3. A reduction in worldwide CO2 emissions can’t come from self-regulation either. Any economist will tell you that guilt is a poor economic incentive. If it makes you feel better to buy a fuel efficient car rather than an SUV, rest assured that a mother in Utah will more than counteract your environmental sensitivity by choosing to have yet another resource-gobbling baby. And she will be applauded for helping to prop-up a low-birthrate economy.

4. Solutions will come through innovation, not regulation. The solutions are already within reach: solar, nuclear, and wind. These resources are infinite, and once we learn how to harvest them cheaply, the world will experience a wave of technological innovation unlike anything we have ever seen. Imagine what could be done with cold fusion. We could be like gods with such power. We could create machines so big that they could suck all the CO2 right out of the atmosphere, pack it into little rockets and shoot it out into deep space. There is nothing in the laws of science that forbids us from doing such things. Currently we lack the knowledge, but we are constantly expanding our knowledge.

5. Regulation is only good in the service of innovation, not sustainability. Regulations can create financial incentives to innovate in cleaner directions. Cap and trade can be strategically utilised to encourage the development of green technology. But if regulations are aimed at sustainability rather than innovation, they will do little to reduce CO2, and little to encourage progress.
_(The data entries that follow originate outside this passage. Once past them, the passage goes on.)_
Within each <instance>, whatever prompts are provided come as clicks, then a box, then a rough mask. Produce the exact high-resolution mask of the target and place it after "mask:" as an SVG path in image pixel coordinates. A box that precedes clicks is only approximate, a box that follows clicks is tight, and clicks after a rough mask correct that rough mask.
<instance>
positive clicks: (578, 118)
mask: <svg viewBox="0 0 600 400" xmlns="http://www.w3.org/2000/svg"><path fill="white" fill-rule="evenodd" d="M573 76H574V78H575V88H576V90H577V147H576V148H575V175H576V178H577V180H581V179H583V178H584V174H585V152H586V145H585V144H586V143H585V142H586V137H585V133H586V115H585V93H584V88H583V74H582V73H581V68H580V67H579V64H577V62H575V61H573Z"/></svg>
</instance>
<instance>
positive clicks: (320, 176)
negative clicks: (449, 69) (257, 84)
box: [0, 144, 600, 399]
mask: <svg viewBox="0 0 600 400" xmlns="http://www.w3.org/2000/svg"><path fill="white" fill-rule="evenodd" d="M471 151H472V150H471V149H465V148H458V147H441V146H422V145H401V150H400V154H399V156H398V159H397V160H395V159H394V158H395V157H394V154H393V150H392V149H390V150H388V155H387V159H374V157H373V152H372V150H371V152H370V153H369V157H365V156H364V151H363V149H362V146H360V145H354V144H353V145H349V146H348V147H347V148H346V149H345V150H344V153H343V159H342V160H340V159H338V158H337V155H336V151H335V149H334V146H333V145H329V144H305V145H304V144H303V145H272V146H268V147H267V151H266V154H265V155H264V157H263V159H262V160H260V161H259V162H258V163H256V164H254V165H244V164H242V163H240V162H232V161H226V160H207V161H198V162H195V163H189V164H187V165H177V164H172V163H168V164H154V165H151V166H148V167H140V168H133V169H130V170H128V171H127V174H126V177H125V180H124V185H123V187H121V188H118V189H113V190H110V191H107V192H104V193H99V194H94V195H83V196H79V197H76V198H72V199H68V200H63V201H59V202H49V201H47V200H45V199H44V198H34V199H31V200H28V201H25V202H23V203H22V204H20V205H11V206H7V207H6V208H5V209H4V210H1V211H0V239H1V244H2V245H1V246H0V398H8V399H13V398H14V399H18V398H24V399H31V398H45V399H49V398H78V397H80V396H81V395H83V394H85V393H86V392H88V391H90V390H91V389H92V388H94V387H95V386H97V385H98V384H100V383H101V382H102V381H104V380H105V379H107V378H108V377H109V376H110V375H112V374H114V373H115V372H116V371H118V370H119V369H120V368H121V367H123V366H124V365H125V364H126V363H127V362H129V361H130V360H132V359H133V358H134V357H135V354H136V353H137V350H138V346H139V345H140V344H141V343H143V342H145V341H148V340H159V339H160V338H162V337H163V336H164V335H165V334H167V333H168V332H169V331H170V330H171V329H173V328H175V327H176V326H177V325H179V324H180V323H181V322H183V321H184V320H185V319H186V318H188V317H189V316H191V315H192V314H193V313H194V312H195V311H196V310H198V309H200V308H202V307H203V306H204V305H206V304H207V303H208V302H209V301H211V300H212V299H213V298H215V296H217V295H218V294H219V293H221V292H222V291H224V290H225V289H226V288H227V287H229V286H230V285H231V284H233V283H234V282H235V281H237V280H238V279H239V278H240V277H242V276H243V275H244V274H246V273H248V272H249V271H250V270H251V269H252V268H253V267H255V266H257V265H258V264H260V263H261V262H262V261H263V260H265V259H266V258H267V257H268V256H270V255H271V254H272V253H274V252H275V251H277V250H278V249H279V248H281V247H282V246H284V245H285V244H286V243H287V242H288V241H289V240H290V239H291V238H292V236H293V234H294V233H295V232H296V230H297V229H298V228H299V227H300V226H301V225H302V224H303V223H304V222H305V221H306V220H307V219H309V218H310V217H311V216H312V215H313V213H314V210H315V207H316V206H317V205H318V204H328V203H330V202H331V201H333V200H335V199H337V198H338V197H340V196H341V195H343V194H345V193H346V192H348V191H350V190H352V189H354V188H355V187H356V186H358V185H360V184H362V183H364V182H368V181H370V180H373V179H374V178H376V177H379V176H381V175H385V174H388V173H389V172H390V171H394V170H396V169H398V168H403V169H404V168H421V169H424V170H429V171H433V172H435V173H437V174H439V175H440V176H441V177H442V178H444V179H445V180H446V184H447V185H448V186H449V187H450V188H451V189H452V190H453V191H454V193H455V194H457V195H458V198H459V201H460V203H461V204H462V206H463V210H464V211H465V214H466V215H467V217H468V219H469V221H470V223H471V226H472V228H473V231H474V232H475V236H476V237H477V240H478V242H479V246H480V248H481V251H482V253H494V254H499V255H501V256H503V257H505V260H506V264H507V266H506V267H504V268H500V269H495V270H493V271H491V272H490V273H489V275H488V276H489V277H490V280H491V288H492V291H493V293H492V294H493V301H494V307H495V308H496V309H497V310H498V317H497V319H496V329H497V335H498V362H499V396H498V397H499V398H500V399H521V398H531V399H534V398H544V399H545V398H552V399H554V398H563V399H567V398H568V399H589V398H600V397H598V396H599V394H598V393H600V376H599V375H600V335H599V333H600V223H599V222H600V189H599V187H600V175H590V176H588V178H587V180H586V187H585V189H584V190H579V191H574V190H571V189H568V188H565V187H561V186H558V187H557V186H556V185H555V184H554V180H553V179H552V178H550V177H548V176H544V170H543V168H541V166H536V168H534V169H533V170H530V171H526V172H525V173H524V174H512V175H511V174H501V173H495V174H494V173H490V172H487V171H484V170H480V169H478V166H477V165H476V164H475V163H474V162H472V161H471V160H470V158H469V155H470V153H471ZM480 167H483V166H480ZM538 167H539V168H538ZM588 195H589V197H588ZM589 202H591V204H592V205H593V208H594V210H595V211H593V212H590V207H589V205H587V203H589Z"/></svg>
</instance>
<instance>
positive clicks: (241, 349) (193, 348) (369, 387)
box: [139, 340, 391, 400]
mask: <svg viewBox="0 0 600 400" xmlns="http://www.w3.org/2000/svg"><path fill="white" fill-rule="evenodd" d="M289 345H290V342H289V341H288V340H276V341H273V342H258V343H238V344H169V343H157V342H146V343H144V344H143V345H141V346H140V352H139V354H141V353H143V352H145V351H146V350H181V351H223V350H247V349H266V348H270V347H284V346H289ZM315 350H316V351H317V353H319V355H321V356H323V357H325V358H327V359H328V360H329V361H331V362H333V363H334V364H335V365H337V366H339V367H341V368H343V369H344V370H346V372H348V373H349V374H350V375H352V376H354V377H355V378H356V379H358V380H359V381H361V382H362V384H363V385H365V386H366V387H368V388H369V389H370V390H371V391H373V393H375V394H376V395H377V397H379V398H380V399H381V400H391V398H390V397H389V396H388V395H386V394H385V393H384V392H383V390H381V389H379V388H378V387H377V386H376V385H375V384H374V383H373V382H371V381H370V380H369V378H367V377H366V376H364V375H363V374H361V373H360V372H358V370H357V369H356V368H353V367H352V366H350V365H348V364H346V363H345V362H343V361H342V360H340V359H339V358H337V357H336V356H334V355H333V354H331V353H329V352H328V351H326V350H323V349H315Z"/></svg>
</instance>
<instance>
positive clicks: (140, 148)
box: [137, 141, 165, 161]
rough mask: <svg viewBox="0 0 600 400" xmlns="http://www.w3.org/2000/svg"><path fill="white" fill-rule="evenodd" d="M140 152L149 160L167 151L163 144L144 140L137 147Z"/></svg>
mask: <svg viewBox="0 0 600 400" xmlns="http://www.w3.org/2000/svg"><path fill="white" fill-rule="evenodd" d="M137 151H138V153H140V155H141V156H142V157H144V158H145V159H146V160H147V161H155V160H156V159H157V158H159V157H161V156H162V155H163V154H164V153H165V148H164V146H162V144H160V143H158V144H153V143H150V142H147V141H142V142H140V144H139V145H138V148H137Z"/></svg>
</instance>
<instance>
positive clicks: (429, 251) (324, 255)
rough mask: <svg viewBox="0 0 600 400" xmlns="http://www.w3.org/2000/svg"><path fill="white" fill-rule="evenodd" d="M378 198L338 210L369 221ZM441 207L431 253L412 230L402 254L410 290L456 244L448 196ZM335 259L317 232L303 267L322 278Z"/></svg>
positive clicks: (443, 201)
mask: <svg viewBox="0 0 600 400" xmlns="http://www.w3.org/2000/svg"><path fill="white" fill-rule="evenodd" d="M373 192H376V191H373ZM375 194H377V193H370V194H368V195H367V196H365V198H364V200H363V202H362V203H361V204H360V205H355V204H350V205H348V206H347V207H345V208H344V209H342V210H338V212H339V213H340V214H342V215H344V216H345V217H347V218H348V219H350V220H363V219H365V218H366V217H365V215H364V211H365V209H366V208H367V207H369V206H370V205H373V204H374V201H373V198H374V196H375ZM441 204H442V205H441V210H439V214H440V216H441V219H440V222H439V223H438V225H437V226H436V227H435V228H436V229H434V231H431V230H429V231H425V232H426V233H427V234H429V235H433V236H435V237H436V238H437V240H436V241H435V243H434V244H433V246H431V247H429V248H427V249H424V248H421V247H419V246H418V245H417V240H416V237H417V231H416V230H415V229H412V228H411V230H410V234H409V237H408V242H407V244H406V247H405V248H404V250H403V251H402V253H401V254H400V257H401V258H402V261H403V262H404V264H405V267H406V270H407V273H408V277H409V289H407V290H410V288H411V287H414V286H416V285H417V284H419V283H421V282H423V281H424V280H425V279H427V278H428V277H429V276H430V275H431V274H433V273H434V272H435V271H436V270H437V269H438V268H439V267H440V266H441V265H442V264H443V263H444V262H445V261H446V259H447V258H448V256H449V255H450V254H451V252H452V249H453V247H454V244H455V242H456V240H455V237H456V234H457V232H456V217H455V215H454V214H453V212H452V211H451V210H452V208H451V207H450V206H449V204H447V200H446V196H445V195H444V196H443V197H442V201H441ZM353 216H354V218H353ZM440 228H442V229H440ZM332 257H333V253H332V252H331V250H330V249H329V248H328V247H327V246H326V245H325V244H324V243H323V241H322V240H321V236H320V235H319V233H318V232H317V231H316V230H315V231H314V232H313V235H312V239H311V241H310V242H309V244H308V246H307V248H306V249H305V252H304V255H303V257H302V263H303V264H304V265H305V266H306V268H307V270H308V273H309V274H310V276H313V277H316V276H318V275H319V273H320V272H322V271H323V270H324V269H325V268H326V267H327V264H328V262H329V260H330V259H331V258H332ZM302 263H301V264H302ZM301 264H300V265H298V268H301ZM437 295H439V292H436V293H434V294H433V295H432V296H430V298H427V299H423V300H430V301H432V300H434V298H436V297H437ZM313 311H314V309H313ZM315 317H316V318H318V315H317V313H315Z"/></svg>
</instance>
We saw something similar happen in Europe during the Great Recession when depressed economies tried to balance their budgets. A depression is the wrong time for austerity. Likewise, a world grappling with the terrors of global warming needs to continue its economic activity full throttle in order to find innovative solutions which will actually work.

David Deutch and the Spaceship Earth Delusion

Some of the above ideas come from my reading of physicist David Deutsch’s book, The Beginning of Infinity. Here is a entertaining TED talk of Deutsch discussing the environmentalist philosophy of Spaceship Earth: the notion that the earth is fragile spaceship with limited resources which must be sustained at all costs. Deutsch notes that earth is not a habitable spaceship, but rather a frequently inhospitable place of death and starvation, which we must protect ourselves from through innovation. Humankind thrives not by sustaining the resources on Spaceship Earth, but by innovating our way to further progress. He asks, how might global warming actually help us continue to progress as a species? What could be the unexpected benefits of a warmer planet? These are questions I think we should also be asking ourselves. It’s well worth a view.

https://embed-ssl.ted.com/talks/david_deutsch_on_our_place_in_the_cosmos.html

Questions:

  • Does the Global Warming debate fall into the “Population Bomb” trap by overemphasising sustainability at the expense of innovation?
  • Do you agree that regulations are ineffective in reducing CO2 emissions to any effective degree?
  • Do you agree that the US and Europe lacks the moral authority to ask developing nations like China to follow regulations, since we didn’t follow those regulations ourselves as we were developing?
  • Should regulations such as cap and trade be used to encourage green innovation?